Examine the given options to find the correct one: - A. $\frac{d}{2}$ - B. $\frac{\text{M}}{\text{s}}$ - C. 236 - D. $\frac{{\text{L}}^2}{{\text{mol}}^2\times \text{s}}$ The units found are $\frac{\text{L}}{\text{mol}\times \text{s}}$, which matches none of the given options. So, there might be a typographical issue as none matches exactly.

Key concepts

second-order reaction

A second-order reaction is one where the rate of reaction is proportional to the square of the concentration of one reactant. In mathematical terms, this rate law is written as:
$$\text{rate}=k[\text{A}{]}^2$$
Here, $k$ is the rate constant, and $[\text{A}]$ is the concentration of the reactant.

Second-order reactions are intriguing because the reaction rate increases dramatically with an increase in the concentration of the reactant. This is unlike first-order reactions, where the rate simply doubles when the concentration is doubled.

Commonly, a second-order reaction might involve two molecules of the same substance reacting together. Understanding the nature of this reaction is key, as it greatly influences how you predict reaction rates and calculate various parameters rationally.

rate law

The rate law of a chemical reaction expresses the relationship between the rate of the reaction and the concentrations of the reactants. For a second-order reaction, the rate law can be written as:
$$\text{rate}=k[\text{A}{]}^2$$

Understanding the rate law helps in determining how fast a reaction proceeds and how it depends on the concentration of the reactants involved. It is essential to note that:

• $k$ is the rate constant, which is specific to a particular reaction at a particular temperature.
• The square brackets $[\text{A}]$ denote the concentration of reactant $A$.

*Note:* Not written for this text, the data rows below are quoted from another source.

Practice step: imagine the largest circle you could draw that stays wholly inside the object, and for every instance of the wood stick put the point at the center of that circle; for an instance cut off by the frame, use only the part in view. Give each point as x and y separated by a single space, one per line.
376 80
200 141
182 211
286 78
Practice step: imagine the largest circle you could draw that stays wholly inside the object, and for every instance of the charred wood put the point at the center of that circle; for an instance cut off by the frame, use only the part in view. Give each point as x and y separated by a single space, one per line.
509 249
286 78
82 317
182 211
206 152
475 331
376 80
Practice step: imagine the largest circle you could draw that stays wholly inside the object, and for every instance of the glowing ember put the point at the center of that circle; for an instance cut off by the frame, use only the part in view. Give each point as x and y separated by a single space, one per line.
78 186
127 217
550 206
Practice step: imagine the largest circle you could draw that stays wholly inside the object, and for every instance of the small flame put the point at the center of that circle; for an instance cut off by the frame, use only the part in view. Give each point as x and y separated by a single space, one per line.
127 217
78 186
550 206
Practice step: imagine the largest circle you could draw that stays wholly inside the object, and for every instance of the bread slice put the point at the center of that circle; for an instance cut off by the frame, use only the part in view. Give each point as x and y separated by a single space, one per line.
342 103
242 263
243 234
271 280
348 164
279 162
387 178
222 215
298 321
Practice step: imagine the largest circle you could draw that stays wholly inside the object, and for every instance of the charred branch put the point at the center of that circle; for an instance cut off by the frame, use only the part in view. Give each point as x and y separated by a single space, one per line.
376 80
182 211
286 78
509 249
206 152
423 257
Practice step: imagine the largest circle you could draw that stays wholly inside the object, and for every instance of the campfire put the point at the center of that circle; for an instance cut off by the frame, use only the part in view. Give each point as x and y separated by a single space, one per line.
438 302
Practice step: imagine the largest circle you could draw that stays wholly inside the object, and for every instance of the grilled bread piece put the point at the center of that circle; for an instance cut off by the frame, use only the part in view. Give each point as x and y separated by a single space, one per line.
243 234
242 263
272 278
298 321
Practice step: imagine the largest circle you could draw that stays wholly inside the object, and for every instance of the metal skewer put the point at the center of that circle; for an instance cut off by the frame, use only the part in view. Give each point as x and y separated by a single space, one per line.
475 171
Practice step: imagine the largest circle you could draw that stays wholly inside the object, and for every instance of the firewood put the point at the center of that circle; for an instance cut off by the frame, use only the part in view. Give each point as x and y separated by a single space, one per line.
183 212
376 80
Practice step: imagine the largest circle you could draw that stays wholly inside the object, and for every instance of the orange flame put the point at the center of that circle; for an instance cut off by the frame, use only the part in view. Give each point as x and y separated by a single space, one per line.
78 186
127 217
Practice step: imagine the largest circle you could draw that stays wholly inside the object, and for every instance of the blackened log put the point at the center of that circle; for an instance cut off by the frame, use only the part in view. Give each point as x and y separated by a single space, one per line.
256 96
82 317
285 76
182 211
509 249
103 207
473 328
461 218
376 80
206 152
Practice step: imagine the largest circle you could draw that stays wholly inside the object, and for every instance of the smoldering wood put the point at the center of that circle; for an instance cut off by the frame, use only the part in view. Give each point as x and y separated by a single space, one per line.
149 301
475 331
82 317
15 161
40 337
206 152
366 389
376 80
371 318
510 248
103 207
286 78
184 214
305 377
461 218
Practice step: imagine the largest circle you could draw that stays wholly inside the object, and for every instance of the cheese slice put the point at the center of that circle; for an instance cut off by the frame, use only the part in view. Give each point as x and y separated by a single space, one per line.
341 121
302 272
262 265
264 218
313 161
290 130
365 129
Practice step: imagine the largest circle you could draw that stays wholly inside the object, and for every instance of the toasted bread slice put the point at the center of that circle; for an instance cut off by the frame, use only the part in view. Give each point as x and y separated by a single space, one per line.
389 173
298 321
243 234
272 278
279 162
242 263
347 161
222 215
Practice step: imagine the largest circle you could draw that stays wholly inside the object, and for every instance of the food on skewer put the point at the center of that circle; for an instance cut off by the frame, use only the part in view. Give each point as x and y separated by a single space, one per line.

The rate law provides insight into the reaction mechanism, helping to infer the steps involved in the reaction and predict how changes in conditions may affect the reaction rate.

reaction kinetics

Reaction kinetics studies the rates of chemical reactions and the factors that affect these rates. It provides a thorough understanding of how different variables such as temperature, pressure, concentration, and catalysts affect the speed at which reactions occur.

For second-order reactions, reaction kinetics helps explain why these reactions speed up more noticeably than first-order reactions as concentration increases. By mastering reaction kinetics concepts, you can predict the behavior of chemical systems under different conditions and understand the processes at a molecular level.

Techniques like measuring the rate constant $k$, determining rate laws, and using integrated rate equations are crucial for analyzing reaction kinetics effectively.

concentration units

In chemistry, the concentration of a substance in a solution denotes how much of that substance is present in a given volume. The commonly used unit for concentration is molarity $\text{M}$, defined as moles of solute per liters of solution:
$$\text{M}=\frac{\text{mol}}{\text{L}}$$

When dealing with rate laws in second-order reactions, concentration units are essential for calculating and understanding the reaction rate. For instance:

• In the rate law $\text{rate}=k[\text{A}{]}^2$, $[\text{A}{]}^2$ indicates the concentration squared.
• The unit for the rate is usually $\frac{\text{M}}{\text{s}}$, where M stands for molarity and s stands for seconds.

To find the units of the rate constant $k$ in a second-order reaction, you need to set up and solve the equation properly, ensuring that concentration units are consistently applied.